As the holiday season approaches, Sheena Gregg from the Department of Health Promotion and Wellness shares a selection of recipes that students can try making during their break. These fun and easy cooking projects are perfect for enjoying at home with family and friends.
Cookie Dough Dip
Ingredients:
- 1 box white cake mix (or any cake mix of your choosing)
- 1 tub light cool whip
- 2 (5 oz) containers vanilla Greek yogurt
- 2 cups chocolate chips
- Items to Dip: graham crackers, Nilla wafers, strawberries, etc.
Instructions:
- Combine cake mix, cool whip, and yogurt and mix using a stand/handheld mixer, until thoroughly combined.

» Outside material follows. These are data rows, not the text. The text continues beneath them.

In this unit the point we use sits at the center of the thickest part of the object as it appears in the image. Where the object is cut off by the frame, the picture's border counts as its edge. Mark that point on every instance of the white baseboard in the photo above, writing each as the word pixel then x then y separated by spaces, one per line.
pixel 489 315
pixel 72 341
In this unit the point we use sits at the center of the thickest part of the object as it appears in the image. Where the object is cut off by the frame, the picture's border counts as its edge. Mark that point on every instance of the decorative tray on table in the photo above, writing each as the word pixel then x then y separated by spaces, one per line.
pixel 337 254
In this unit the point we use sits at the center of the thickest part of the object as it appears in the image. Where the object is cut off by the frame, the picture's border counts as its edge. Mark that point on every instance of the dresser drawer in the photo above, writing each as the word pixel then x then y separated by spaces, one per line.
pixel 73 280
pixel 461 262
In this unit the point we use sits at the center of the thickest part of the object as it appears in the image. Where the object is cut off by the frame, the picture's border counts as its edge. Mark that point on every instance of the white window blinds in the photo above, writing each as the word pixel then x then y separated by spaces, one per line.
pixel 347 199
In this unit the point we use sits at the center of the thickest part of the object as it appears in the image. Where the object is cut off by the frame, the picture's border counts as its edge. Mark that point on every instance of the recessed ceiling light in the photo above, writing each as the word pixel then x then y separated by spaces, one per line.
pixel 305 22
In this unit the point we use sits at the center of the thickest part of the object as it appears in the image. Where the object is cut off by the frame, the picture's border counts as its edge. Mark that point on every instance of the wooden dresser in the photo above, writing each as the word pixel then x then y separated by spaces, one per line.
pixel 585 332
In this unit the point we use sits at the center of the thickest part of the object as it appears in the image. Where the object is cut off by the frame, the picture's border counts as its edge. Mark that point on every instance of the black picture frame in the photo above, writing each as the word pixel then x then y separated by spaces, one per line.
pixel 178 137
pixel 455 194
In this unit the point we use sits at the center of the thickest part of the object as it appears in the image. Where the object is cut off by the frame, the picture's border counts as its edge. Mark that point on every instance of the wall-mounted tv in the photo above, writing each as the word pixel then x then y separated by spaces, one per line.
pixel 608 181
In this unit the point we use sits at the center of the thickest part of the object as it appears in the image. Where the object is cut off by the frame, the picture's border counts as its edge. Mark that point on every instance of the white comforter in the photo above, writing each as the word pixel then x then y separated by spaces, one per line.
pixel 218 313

- Gently fold in chocolate chips.
- Serve with your favorite dipper such as Nilla wafers, graham crackers, or strawberries.
Baked Pepper Jelly Cream Cheese Dip
Ingredients:
- 1 10.5-12 ounce jar pepper jelly heat level as desired
- 8 ounces cream cheese
- 2 garlic cloves minced
- 1 thinly sliced green onion white and green separated
- ½ teaspoon salt
- 1 cup shredded sharp cheddar cheese
- 3/4 cup cooked and crumbled bacon – save ¼ cup for garnish at end
- Crackers and/or Frito Scoops for dipping
Instructions:
- Combine cake mix, cool whip, and yogurt and mix using a stand/handheld mixer, until thoroughly Preheat oven to 350°F. Lightly grease an 8″x8″ square dish or 1 quart baking dish with butter or nonstick spray.
- In a mixing bowl, combine 5 ounces of the pepper jelly, cream cheese, shredded cheddar cheese, garlic, the white section of the sliced green onion, ½ cup bacon, and salt until well blended.
- Spread the mixture evenly into the bottom of the prepared baking dish.
- Bake 25-30 minutes, or until the dip is bubbly and heated through.
- Carefully remove from the oven. Heat 2-4 tablespoons of the pepper jelly in the microwave for 10-15 seconds or until it’s slightly melted. Dollop over top of the baked cheese dip.
- Sprinkle bacon and sliced green section of green onion on top.
- Serve warm with crackers and/or scoops for dipping.